Text and list of links - 3 10296


Jargon buster - 0 10292


Medicine Services

Endoscopic Mucosal Resection (EMR)

Contact: (0191) 282 4918 - Sister Mandy Elsender, GI Specialist Nurse Practitioner

IntroductionShow [+]Hide [-]

This information has been produced to provide you with details about a procedure called ‘endoscopic mucosal resection’ (EMR). This procedure is used to remove large polyps. This information aims to answer any concerns that you may have. Please do not hesitate to ask a member of staff if you have any further questions or concerns.

What is a polyp?

A polyp is a small wart like growth that sometimes forms on the lining of the bowel. If left to grow, polyps can sometimes turn cancerous. By removing any polyps, your risk of developing bowel cancer is greatly reduced.

Why have I been referred for EMR?

We have found a polyp in your bowel. Some polyps are very easy to remove, but in your case the polyp is larger than average and requires the ‘EMR’ technique. This is generally considered the simplest and most straightforward method for removing this sort of polyp.

Before your procedureShow [+]Hide [-]

You will receive the standard patient information and medication for bowel washout before the test. This is the same information and bowel preparation that you will have had for your previous colonoscopy procedure. Please take time to read the information and follow the instructions.

During your procedureShow [+]Hide [-]

From your point of view, you may notice no difference from your previous colonoscopies. More general information about having a colonoscopy is given in the separate leaflet which you will receive.

The EMR procedure can take longer than a standard colonoscopy - this can vary depending on the size and position of the polyp, but can take from five minutes to an hour. A sedative injection can be given to help you relax during the test. Most patients find EMR comfortable – if this is not the case you can tell the colonoscopist and more sedation can be given, or the test can be stopped.

For an EMR, the endoscopist will do three things:

  • Use the endoscope (camera) to find the polyp which has previously been detected in your bowel.
  • Assess whether EMR is the best way to remove the polyp.
  • If so, it will then be removed using the endoscope equipment.

What are the risks of EMR?

EMR carries the same risks of standard colonoscopy.

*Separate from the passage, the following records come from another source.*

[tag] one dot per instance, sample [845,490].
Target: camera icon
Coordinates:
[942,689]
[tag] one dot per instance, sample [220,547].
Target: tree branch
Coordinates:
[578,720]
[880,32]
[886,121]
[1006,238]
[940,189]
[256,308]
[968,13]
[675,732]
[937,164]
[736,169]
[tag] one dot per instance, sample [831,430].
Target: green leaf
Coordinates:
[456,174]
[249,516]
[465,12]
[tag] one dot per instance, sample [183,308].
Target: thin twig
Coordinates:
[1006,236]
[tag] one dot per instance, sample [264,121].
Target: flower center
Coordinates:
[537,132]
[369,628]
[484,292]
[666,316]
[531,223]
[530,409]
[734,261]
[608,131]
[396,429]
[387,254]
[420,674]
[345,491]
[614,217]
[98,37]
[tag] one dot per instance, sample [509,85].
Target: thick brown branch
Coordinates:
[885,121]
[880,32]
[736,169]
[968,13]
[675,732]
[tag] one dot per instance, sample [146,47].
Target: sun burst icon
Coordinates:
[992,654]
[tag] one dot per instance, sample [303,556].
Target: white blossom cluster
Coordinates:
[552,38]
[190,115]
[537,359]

These are explained in the colonoscopy information leaflet. However because of the technical nature of EMR, the risk of perforation or bleeding is slightly higher (although still very uncommon). In general EMR is considered the safest technique for removing this sort of polyp.

The main risks are:

  • Perforation – this means tearing a hole in the bowel. For EMR, this occurs about once in every 100 patients. Occasionally perforations heal with antibiotics and sometimes they can be treated with the endoscope. However usually an emergency operation is required. As with any bowel operation, a stoma (bag on your abdomen) is occasionally required, although this would usually be temporary.
  • Bleeding – bleeding may occur once in every 50 or 100 patients (1-2%). Sometimes bleeding occurs during the test, but it can occur up to 14 days after the procedure. If bleeding does occur, it often stops on its own. However, very occasionally it requires a blood transfusion or further endoscopies. Very rarely an emergency operation to stop it.
  • Incomplete removal - sometimes the endoscopist cannot remove all of the polyp for technical reasons – if this happens, an operation might be planned at a later date.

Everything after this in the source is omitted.